An AI investor dilemma on the horizon
The tsunami of new AI startups targeting each shard of the LLM deployment stack presents a new question: how to invest without competing with older portfolio companies.
We’ll be covering two topics today! First on how investors have to find ways to ride the NEW AI hype wave when they already rode the last one; then, OpenAI’s acquihire and what the team actually brings to the table for its consumer product future.
A new emerging question for AI investors: competing with earlier portfolio companies
Generally speaking, when you talk to investors, they acknowledge the challenging funding climate but leave a small caveat at the end of the sentence for AI.
AI has created a level of hype that comes in shooting distance of the early iPhone, mostly because it sorta works in some cases and it’s cool as hell. We can debate whether or not it’ll end up being an extraordinarily successful industry or just a niche, but for the time being it has the hearts and minds of most of the internet-connected universe.
But coming with that tsunami of startups and ideas attacking nearly every part of the AI stack, there’s another dilemma emerging among investors: avoiding competition with existing AI portfolio companies that started int he last AI hype cycle (call it 2019-2022). In particular, portfolio startups have grown to encompass a larger portion of the machine learning stack will inevitably compete with a new post-ChatGPT generation trying to pick off anything that remotely touches an LLM or diffusion model.
I’m (unfortunately) old enough to remember one of the first inside baseball dust-ups in this vein: Andreessen-Horowitz’s sorta-colliding investments of PicPlz and Instagram (technically, Burbn at the time). It happened at pretty much the apex of the iPhone hype cycle, and one obviously did better than the other.
The whole timeline is extremely wonky for it, but the fact is it created a Weird Moment in the highest points of the Web 2.0 boom.
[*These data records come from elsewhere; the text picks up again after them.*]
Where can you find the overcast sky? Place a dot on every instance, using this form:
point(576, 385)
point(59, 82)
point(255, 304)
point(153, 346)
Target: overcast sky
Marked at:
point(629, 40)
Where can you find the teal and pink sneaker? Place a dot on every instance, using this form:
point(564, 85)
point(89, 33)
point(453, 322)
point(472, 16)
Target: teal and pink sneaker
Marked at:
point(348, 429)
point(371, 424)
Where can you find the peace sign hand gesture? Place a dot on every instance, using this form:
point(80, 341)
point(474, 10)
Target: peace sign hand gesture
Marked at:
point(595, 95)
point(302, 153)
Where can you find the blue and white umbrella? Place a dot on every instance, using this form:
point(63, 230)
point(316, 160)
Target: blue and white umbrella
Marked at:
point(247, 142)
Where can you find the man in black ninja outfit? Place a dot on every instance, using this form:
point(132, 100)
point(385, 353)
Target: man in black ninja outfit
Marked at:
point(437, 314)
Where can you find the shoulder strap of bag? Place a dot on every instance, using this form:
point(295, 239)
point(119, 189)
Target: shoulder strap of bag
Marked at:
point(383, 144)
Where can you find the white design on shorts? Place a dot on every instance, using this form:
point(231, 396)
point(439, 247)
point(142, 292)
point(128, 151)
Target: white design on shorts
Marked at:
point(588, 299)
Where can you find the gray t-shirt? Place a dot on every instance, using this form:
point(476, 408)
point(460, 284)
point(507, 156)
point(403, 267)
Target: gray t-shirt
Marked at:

It also highlighted a general house rule in venture investing: avoid—or at least do your best to avoid—investing in companies that have competing products or businesses.
The earliest days of the machine learning hype cycle saw the the birth of some more successful companies today like Weights & Biases, Hugging Face, MosaicML, and such that all started by attacking some shard of the machine learning stack. We got one for feature stores (Tecton), one for experiment tracking (W&B), a GitHub for open source (Hugging Face), AI training frameworks and tools (AnyScale), so on and so forth.